Highlights to include:
Thalassemia • Severe forms of β-thalassémiehomozygote (thalassemia major or Cooley’s anemia) are characterized by anemia whose mechanism is double, ineffective erythropoiesis and hyperhemolysis. The erythroid expansion is causing morphological and skeletal deformities. Blood transfusion corrects anemia and reduces the erythroid expansion, but is the main cause of iron overload that reports of mortality and morbidity of the disease being treated.Some forms of a-thalassemia are at the origin of chronic hemolytic anemia or a hydrops fetalis syndrome incompatible with life. Phenotypic diagnosis of thalassemia is done by the study of hemoglobin; genotypic diagnosis uses the molecular analysis of globin genes (deletions, mutations).
• Sickle The sickle cell disease is the most severe form of sickle cell syndromes major. The polymerization of hemoglobin S molecules is the origin of the phenomenon of sickling of sickle cell red cell. There are 2 sides to the clinical disease: hyperhemolysis and vasoocclusive phenomena. These are different from one patient to another, explaining the great clinical heterogeneity of the disease. Hemoglobin Sickle cell is identified by the phenotypic study of hemoglobin. Genotypic diagnosis has its main indication in prenatal diagnosis.

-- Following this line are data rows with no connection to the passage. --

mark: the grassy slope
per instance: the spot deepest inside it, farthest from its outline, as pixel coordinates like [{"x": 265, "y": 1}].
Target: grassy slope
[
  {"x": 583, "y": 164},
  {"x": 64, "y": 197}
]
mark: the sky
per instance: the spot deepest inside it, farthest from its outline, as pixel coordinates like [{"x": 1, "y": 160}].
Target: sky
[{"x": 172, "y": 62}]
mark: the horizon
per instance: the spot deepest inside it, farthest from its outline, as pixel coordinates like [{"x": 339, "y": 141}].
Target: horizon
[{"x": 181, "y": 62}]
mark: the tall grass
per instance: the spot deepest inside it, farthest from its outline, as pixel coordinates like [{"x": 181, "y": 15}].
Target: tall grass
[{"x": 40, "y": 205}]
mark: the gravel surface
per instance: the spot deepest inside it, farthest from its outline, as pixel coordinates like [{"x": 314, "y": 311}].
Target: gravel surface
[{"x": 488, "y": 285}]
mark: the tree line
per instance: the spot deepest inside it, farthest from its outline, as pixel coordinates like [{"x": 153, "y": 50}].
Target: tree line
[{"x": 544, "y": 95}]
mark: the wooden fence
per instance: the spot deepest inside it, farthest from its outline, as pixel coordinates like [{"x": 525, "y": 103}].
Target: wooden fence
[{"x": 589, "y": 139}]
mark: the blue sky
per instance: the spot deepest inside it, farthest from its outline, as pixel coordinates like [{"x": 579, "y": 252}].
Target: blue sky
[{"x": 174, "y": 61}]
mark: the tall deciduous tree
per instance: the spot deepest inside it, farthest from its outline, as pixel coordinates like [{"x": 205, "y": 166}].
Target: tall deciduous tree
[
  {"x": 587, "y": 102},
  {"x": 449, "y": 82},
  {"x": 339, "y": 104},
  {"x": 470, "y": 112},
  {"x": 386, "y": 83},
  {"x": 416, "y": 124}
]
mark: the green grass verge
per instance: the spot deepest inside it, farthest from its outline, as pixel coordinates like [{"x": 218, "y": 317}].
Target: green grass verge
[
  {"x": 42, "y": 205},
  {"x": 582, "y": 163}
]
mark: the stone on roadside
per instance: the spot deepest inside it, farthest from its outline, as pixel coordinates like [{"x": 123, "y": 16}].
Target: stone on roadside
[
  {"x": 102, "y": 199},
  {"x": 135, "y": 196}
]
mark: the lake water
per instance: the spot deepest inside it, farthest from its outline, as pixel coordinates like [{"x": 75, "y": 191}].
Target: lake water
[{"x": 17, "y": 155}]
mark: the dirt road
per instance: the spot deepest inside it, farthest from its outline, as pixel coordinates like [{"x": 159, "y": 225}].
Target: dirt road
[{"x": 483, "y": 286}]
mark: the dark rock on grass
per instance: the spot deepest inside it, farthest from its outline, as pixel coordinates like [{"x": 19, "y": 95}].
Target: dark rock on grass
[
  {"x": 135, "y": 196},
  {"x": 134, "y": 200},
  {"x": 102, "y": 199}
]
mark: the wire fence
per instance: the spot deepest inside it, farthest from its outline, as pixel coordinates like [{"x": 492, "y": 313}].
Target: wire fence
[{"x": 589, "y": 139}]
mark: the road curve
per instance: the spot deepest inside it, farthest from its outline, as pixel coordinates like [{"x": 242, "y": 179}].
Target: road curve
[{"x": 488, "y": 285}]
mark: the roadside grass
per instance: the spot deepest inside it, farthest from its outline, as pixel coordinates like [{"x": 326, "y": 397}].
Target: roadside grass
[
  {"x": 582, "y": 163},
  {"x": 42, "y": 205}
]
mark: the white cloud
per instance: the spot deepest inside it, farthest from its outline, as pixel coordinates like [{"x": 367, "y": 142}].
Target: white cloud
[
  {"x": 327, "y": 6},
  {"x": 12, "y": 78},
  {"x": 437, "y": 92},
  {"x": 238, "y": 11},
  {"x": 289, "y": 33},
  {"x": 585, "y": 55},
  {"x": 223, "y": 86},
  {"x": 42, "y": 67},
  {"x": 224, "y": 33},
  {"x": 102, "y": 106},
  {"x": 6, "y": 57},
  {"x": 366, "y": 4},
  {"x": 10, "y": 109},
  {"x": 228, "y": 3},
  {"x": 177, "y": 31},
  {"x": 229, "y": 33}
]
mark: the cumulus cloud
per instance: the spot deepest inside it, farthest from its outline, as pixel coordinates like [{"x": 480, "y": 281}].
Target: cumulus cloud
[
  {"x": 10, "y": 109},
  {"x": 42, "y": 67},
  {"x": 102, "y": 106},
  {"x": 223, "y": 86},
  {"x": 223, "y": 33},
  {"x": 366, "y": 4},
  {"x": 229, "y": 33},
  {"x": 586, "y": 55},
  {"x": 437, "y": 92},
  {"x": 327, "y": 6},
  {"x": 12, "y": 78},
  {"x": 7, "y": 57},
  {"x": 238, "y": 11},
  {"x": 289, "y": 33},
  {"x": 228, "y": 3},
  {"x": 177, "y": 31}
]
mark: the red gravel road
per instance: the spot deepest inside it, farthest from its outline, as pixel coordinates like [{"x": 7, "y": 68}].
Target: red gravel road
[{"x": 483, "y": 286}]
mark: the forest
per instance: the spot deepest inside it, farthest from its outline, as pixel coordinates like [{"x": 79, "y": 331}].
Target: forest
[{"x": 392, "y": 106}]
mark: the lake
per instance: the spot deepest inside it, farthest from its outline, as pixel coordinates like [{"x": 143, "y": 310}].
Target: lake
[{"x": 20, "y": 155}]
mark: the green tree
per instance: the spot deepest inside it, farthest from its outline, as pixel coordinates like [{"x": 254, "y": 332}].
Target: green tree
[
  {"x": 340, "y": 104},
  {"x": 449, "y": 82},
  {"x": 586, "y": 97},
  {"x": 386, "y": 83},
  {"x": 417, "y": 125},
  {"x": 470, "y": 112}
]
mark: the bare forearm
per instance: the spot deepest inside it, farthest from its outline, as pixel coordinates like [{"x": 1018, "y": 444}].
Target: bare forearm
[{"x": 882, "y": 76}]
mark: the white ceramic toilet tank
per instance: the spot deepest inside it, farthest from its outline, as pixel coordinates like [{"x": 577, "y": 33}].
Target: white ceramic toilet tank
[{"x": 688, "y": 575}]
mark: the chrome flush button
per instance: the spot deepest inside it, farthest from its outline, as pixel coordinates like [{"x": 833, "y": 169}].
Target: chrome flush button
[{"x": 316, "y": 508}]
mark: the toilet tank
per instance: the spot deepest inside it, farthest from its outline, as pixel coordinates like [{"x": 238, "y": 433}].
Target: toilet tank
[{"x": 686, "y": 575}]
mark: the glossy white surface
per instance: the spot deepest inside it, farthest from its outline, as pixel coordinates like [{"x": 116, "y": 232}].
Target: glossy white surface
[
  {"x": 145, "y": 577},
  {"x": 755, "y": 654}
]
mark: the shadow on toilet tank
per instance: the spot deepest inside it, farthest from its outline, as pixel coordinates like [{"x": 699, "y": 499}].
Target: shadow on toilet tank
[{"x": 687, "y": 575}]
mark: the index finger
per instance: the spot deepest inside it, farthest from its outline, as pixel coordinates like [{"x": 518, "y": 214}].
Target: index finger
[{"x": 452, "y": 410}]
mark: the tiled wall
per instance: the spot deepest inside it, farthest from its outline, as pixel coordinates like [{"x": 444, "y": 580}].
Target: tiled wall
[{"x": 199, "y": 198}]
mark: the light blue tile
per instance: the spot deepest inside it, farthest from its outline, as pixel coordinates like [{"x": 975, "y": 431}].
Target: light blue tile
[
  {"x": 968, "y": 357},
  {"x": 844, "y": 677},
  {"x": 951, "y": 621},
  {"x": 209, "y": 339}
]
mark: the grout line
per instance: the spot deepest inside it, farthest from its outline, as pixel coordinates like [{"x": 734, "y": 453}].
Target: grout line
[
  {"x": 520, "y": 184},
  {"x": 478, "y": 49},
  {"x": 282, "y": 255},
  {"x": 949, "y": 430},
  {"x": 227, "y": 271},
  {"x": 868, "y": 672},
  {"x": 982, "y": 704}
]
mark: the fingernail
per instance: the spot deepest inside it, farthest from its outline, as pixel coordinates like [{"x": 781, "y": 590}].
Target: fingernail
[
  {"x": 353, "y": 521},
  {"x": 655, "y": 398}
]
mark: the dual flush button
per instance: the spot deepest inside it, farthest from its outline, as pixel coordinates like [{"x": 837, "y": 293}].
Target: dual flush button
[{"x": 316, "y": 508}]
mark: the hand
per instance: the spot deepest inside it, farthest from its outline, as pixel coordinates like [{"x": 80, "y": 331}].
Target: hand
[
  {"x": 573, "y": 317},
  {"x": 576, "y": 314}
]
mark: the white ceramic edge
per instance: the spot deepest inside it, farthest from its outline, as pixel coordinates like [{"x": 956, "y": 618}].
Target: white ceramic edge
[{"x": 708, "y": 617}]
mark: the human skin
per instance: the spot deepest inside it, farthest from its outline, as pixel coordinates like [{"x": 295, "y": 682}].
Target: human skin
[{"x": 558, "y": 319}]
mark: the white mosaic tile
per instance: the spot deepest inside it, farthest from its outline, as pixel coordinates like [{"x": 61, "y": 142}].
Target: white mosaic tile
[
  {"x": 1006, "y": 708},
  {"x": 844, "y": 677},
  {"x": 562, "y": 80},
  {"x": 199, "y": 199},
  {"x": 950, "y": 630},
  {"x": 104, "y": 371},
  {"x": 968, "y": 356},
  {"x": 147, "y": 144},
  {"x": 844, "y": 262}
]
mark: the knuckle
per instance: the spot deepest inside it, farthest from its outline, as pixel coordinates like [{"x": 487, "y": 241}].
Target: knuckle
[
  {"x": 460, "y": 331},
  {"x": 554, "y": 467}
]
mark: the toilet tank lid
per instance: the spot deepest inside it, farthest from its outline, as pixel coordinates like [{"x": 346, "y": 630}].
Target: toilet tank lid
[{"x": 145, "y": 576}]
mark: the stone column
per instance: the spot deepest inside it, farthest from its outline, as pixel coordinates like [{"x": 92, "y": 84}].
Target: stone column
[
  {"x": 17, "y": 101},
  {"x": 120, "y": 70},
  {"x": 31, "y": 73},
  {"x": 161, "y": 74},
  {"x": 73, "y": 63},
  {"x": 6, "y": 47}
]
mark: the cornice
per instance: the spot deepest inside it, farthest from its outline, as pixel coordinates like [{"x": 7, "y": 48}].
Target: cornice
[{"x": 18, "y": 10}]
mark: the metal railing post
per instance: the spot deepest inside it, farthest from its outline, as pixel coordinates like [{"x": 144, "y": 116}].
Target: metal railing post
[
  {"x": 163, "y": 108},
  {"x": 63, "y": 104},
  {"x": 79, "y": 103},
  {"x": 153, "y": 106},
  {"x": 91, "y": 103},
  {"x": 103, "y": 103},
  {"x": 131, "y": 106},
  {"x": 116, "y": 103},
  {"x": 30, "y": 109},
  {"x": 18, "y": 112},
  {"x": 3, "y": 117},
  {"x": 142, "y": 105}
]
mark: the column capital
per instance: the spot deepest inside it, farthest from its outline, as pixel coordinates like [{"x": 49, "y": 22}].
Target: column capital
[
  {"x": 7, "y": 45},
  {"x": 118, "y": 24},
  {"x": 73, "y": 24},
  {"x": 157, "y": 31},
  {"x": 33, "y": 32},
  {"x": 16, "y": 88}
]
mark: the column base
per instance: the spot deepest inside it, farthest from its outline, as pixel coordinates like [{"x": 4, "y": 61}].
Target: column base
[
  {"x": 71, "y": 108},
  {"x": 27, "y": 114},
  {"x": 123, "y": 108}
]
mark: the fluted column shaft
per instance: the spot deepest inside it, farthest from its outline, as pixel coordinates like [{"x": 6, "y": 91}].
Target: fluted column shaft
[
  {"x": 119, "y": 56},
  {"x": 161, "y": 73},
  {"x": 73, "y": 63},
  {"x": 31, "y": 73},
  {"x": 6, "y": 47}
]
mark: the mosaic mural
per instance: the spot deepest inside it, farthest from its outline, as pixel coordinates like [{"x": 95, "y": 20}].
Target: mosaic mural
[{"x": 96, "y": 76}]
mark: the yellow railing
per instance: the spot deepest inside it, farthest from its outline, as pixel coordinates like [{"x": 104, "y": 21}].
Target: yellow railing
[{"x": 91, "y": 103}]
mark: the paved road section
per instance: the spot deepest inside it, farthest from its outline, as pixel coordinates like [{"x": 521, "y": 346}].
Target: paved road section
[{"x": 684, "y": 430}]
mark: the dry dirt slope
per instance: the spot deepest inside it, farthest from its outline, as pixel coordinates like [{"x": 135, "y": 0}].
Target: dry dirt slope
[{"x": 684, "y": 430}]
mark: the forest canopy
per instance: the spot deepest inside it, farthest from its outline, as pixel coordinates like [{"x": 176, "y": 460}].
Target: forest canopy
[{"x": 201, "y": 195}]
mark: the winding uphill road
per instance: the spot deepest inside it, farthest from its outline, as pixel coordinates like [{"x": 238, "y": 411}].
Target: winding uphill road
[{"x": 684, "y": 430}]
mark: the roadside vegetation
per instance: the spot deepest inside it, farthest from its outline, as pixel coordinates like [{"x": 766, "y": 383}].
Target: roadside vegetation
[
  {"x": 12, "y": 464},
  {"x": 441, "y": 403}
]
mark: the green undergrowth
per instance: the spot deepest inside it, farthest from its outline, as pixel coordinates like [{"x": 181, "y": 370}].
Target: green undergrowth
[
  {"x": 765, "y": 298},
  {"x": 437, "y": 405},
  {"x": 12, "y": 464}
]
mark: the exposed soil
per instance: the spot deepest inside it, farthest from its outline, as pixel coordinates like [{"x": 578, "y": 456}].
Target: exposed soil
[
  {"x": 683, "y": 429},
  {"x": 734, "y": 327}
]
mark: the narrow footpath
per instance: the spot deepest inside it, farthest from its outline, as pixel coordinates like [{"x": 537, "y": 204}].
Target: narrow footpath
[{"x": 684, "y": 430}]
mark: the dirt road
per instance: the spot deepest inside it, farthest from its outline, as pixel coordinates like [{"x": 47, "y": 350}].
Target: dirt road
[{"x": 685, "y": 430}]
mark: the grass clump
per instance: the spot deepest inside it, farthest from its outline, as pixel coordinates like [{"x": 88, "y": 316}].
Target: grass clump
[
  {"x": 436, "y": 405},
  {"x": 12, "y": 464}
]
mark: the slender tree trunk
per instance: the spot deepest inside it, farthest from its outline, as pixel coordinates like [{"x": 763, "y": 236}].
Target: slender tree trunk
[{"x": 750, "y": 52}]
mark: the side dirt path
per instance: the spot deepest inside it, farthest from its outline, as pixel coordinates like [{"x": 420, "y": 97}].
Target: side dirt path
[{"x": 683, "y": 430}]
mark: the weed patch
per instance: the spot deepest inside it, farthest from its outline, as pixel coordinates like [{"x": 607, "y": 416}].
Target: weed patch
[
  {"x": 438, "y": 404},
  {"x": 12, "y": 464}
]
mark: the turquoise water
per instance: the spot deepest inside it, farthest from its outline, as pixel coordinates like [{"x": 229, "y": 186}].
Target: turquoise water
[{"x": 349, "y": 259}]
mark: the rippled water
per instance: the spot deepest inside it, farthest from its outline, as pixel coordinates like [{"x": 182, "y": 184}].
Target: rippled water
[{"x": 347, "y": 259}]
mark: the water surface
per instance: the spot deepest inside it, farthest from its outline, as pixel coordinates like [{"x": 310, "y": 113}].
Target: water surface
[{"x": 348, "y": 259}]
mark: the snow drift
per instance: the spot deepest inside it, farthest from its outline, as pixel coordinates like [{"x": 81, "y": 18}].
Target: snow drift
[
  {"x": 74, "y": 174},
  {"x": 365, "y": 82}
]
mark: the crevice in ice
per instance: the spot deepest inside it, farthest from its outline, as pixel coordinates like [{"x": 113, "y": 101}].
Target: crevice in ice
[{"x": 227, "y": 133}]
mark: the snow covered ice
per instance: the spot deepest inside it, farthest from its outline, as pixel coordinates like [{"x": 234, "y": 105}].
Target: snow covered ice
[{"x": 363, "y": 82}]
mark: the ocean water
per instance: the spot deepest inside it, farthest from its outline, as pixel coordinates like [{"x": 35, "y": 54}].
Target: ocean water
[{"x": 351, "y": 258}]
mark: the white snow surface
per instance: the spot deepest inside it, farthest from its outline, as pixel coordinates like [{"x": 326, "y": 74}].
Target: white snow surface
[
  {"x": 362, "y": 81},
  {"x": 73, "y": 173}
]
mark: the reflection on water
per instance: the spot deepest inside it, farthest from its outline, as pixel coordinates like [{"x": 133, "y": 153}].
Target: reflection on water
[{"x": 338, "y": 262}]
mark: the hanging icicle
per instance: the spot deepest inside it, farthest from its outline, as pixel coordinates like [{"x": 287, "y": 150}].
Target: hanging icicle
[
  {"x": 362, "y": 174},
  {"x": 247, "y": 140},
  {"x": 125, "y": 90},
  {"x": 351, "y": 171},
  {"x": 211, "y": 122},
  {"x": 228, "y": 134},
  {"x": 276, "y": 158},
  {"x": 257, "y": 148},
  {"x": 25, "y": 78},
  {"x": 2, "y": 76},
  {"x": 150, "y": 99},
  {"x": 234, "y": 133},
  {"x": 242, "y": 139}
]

Strong Points to remember:
• Thalassemia and sickle cell anemia are two different genetic diseases of hemoglobin in their pathophysiology and clinical expression.
• Thalassemia is characterized by severe chronic anemia.
• The sickle cell disease is characterized by mild chronic hemolytic anemia and vaso-occlusive complications including acute expression of pain, infection, organic impairments (stroke, acute chest syndrome) and chronic expression, ulcers skin, retinopathy, bone necrosis.